Unhappily, Lausanne was not an exceptional case. It exhibits the picture of what Geneva and Neufchatel and other towns of the Swiss Confederacy in those days were, although, we are glad to be able to say, not in so aggravated a degree. Geneva, to which, when touched by the Reformed light, there was to open a future so different, lay plunged at this moment in disorders, under its bishop, Pierre de la Baume, and stood next to Lausanne in the notoriety it had achieved by the degeneracy of its manners. But it is needless to particularize. All round that noble lake which, with its smiling banks and its magnificent mountain boundaries–here the Jura, there the White Alps–forms so grand a feature of Switzerland, were villages and towns, from which went out a cry not unlike that which ascended from the Cities of the Plain in early days.

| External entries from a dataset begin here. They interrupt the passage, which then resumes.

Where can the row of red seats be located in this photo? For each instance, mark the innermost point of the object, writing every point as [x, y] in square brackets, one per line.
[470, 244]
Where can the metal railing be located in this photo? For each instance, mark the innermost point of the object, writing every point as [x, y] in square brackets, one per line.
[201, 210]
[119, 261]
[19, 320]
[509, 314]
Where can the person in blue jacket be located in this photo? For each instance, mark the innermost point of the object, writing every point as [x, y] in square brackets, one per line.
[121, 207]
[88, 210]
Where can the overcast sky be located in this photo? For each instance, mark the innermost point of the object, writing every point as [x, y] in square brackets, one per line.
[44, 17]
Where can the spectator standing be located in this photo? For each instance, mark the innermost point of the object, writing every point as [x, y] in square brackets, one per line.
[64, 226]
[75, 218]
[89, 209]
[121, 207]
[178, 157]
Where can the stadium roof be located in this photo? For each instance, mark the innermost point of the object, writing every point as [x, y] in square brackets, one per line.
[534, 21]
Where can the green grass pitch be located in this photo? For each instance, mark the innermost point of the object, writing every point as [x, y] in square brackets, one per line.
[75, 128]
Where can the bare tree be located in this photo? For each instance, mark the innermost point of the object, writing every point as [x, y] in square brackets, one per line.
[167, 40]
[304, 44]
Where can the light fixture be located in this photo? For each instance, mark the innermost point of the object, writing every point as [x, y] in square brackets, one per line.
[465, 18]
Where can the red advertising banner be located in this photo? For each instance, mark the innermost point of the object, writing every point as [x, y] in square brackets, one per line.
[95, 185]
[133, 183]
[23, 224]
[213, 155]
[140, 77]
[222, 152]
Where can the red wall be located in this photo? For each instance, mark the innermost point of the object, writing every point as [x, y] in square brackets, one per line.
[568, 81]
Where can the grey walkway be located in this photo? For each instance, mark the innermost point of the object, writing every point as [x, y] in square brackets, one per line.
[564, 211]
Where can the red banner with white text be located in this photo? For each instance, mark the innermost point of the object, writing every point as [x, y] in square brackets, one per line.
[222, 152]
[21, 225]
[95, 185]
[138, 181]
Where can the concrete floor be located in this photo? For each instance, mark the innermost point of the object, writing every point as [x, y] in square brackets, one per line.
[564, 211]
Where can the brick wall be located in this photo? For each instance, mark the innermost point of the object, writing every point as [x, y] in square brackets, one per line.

This is but a partial lifting of the veil. Even conceding that these are extreme cases, still, what a terrible conclusion do they force upon us as regards the moral state of Christendom! And when we think that these polluting streams flowed from the sanctuary, and the instrumentality ordained by God for the purification of society had become the main means of corrupting it, we are taught that, in some respects, the world has more to fear from the admixture of Christianity with error than the Church has. It was the world that first brought this corruption into the Church; but see what a terrible retaliation the Church now takes upon the world!

One does not

wonder that there is heard on every side, at this era, an infinite number of voices, lay and cleric, calling for the Reformation of the Church. Yet the majority of those from whom these demands came were but groping in the dark. But God never leaves himself without a witness. A century before this, he had put before the world, in the ministry of Wicliffe, plain, clear, and demonstrated, the one only plan of a true Reformation. Putting his finger upon the page of the New Testament, Wicliffe said: Here it is; here is what you seek. You must forget the past thousand years; you must look at what is written on this page; you will find in this Book the Pattern of the Reformation of the Church; and not the Pattern only, but the Power by which that Reformation can alone be realised.

But the age would not look at it. Men said, Can any good thing come out of this Book? The Bible did well enough as the teacher of the Christians of the first century; but its maxims are no longer applicable, its models are antiquated. We of the fifteenth century require something more profound, and more suited to the times. They turned their eyes to Popes, to emperors, to councils. These, alas! were hills from which no help could come. And so for another century the call for Reformation went on, gathering strength with every passing year, as did also the corruption. The two went on by equal stages, the cry waxing ever the louder and the corruption growing ever the stronger, till at length it was seen that there was no help in man. Then He who is mighty came down to deliver.